In Canada, about one in 250 women carry the BRCA1 or BRCA2 mutation that puts them at an 80 per cent risk of breast cancer, according to Dr. Kelly Metcalfe, a University of Toronto professor and cancer prevention expert at Women’s College Hospital.
“It’s significantly elevated compared to the average woman,” Metcalfe told Global News.
The average woman has an 11 per cent risk of breast cancer, Metcalfe said.

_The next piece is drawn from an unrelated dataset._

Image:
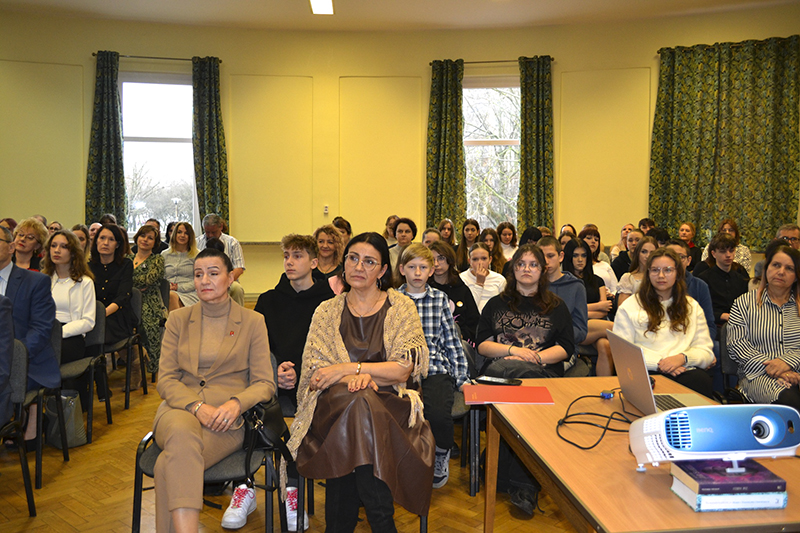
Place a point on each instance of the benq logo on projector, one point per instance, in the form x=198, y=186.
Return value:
x=726, y=432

For their research, Metcalfe and her colleague Dr. Steven Narod looked at the health outcomes of 676 women with the mutation – 345 underwent oophorectomy after being diagnosed with breast cancer while 331 retained both ovaries.
The researchers found that 20-year survival for the entire group was 77.4 per cent. But the surgery was tied to a steep reduction in death caused by breast cancer in women with the BRCA 1 mutation.
Nine women died from ovarian cancer in the group who didn’t have oophorectomies.
Removal of ovaries typically happened six years after breast cancer diagnosis. For BRCA 1 mutation carriers who had an oophorectomy within two years after their diagnoses, there was a 73 per cent reduction in death compared to their peers who chose not to remove their ovaries.
The protective effect of the surgery on deaths from breast cancer was long lasting, the researchers say. The women steered away from cancer immediately after diagnosis and for another 15 years.
The typical woman has a one per cent risk of ovarian cancer – with BRCA1, that risk jumps to 60 per cent. With BRCA2, the risk is 40 per cent.
Metcalfe says that’s why doctors recommend that women with these genes remove their ovaries by age 40 or once they’ve completed childbearing.
“The problem with ovarian cancer is we don’t have good screening to detect these cancers early, not like we have with breast cancer screening where we can catch cancer early, it’s treatable and the survival rates are high,” she said.
For ovarian cancer picked up in the later stages, the five-year survival rate is below 50 per cent.
Metcalfe suggests the “Angelina effect” is legitimate.
“She’s really spreading the message,” Metcalfe said of Jolie.
“There was an increased awareness, more women were accessing the information online, there was an increased interest in women having genetic testing who had put it off previously. They understood the effects and the benefits associated with genetic testing,” she said.
In March, the 39-year-old actress wrote candidly about having her ovaries and fallopian tubes removed once doctors detected early signs of cancer.
In the fallout of the surgery, Jolie went into premature menopause and won’t be able to have any more children.
“I went through what I imagine thousands of other women have felt. I told myself to stay calm, to be strong, and that I had no reason to think I wouldn’t live to see my children grow up and to meet my grandchildren,” she wrote in a candid New York Times piece.
“I feel deeply for women for whom this moment comes very early in life, before they have had their children. Their situation is far harder than mine,” she said.
The Canadian research was published Thursday in the journal JAMA Oncology.